Illustration for Excel BI - Excel Challenge 751

Challenge Description

🔰 List employees and all possible levels of managers. You will need to work out how many levels are required.

Solutions

library(tidyverse)
library(readxl)
library(igraph)

path = "Excel/700-799/751/751 Levels of Managers.xlsx"
input = read_excel(path, range = "A2:B11")
test  = read_excel(path, range = "D2:H11")

g = graph_from_data_frame(input %>% filter(!is.na(Manager)))

hierarchy <- tibble(Employee = V(g)$name) %>%
  mutate(
    Managers = map(Employee, ~
                     names(subcomponent(g, .x, mode = "out")) %>%
                     setdiff(.x)
    )
  )

result = hierarchy %>%
  unnest_wider(Managers, names_sep = "_") %>%
  arrange(Employee)
colnames(result) <- colnames(test)

all.equal(result, test, check.attributes = FALSE)
# > [1] TRUE
  • Logic: Read the workbook ranges needed for the challenge; Derive the required intermediate columns.
  • Strengths: The code maps the workbook rule into a compact, reproducible pipeline.
  • Areas for Improvement: The solution assumes the workbook layout and selected ranges remain stable, so any structural change in the sheet would require small adjustments.
  • Gem: The elegant part is how little code is needed once the correct intermediate representation is chosen.
import pandas as pd

path = "700-799/751/751 Levels of Managers.xlsx"
input = pd.read_excel(path, usecols="A:B", skiprows=1, nrows=10)
test = pd.read_excel(path, usecols="D:H", skiprows=1, nrows=10).rename(columns=lambda col: col.split('.')[0] if '.' in col else col)

mgr_map = input.set_index('Employee')['Manager'].to_dict()
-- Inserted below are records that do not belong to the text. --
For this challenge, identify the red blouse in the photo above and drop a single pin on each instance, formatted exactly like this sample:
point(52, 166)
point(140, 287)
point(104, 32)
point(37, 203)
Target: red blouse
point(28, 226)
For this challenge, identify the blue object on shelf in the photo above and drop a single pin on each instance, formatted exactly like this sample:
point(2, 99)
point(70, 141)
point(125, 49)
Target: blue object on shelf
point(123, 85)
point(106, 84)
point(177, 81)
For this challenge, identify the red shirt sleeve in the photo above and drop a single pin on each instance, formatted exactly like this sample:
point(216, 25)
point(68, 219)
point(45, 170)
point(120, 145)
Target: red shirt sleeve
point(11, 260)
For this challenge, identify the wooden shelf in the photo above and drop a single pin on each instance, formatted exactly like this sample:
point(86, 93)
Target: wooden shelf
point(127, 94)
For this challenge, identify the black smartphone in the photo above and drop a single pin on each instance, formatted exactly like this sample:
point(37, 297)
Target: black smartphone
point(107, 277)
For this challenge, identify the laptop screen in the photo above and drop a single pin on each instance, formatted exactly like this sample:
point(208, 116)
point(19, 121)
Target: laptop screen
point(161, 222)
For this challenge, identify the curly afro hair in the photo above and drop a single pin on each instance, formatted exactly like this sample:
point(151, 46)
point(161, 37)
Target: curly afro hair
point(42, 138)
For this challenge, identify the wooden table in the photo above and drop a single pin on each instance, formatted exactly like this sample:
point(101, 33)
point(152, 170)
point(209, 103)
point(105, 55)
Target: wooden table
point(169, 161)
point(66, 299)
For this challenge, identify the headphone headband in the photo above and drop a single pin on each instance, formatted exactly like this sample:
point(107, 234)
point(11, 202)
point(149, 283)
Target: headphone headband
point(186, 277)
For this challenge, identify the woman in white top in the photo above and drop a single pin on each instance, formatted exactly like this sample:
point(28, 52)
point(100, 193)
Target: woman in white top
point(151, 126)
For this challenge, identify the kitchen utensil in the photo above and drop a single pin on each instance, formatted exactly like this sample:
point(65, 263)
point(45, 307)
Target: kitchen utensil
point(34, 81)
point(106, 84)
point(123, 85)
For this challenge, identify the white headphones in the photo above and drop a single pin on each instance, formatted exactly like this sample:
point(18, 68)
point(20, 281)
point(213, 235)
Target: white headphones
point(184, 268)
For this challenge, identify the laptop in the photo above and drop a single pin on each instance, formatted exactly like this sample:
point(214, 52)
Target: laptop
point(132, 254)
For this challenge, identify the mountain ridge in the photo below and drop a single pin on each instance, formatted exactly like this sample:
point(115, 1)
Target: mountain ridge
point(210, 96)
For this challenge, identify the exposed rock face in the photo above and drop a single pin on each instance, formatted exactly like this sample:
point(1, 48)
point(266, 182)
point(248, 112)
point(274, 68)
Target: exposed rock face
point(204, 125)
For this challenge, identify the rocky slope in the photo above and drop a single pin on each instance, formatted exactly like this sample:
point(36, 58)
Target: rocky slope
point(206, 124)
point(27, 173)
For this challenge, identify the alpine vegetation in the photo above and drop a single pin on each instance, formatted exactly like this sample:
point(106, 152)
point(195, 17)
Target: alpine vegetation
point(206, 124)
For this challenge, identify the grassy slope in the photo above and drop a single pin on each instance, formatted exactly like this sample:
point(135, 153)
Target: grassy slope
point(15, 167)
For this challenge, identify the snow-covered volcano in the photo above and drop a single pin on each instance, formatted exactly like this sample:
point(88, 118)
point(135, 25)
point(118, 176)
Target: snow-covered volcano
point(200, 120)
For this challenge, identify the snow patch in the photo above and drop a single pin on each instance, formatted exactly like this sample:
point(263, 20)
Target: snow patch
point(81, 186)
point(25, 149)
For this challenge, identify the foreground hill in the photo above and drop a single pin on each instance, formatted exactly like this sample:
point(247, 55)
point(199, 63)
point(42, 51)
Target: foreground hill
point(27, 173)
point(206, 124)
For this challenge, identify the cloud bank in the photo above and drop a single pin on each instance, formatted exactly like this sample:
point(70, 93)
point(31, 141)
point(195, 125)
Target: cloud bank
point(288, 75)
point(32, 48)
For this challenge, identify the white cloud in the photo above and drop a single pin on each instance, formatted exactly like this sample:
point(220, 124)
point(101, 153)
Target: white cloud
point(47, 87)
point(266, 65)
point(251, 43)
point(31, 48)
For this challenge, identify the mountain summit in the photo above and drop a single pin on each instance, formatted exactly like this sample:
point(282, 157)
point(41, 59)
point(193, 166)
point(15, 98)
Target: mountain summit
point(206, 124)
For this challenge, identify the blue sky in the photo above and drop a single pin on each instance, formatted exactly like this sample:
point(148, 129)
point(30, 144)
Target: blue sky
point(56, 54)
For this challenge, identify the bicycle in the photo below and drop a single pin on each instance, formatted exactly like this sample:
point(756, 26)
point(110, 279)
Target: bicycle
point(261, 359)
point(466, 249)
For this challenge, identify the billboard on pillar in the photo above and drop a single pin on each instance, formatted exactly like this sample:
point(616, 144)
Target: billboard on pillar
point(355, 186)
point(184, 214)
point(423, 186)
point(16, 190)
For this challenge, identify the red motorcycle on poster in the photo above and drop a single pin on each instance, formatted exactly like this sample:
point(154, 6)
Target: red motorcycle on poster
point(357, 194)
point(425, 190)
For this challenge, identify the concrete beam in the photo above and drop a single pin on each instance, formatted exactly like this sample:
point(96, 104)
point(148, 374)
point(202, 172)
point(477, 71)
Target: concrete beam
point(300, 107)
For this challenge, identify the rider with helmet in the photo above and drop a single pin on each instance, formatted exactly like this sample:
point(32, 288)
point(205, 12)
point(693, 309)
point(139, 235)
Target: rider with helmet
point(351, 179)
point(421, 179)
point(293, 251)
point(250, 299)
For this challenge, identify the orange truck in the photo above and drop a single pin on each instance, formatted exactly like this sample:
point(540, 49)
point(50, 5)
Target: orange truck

def get_manager_chain(emp):
    chain = []
    while True:
        mgr = mgr_map.get(emp)
        if mgr is None:
            break
        chain.append(mgr)
        emp = mgr
    return chain

hierarchy = pd.DataFrame({
    'Employee': input['Employee'],
    'Managers': input['Employee'].apply(get_manager_chain)
})
result = (hierarchy.explode('Managers')
          .assign(RowNumber=lambda df: df.groupby('Employee').cumcount() + 1)
          .query("RowNumber == 1 or Managers.notna()")
          .pivot(index='Employee', columns='RowNumber', values='Managers')
          .reset_index())
result.columns = ['Employee'] + [f'L{col} Manager' for col in result.columns[1:]]

print(result.equals(test)) # True

The Python version follows the same grouped logic and keeps the transformation explicit in a dataframe pipeline.

Difficulty Level

Easy / Medium

The business rule is clear, though the workbook still needs a few transformation steps to reach the expected output.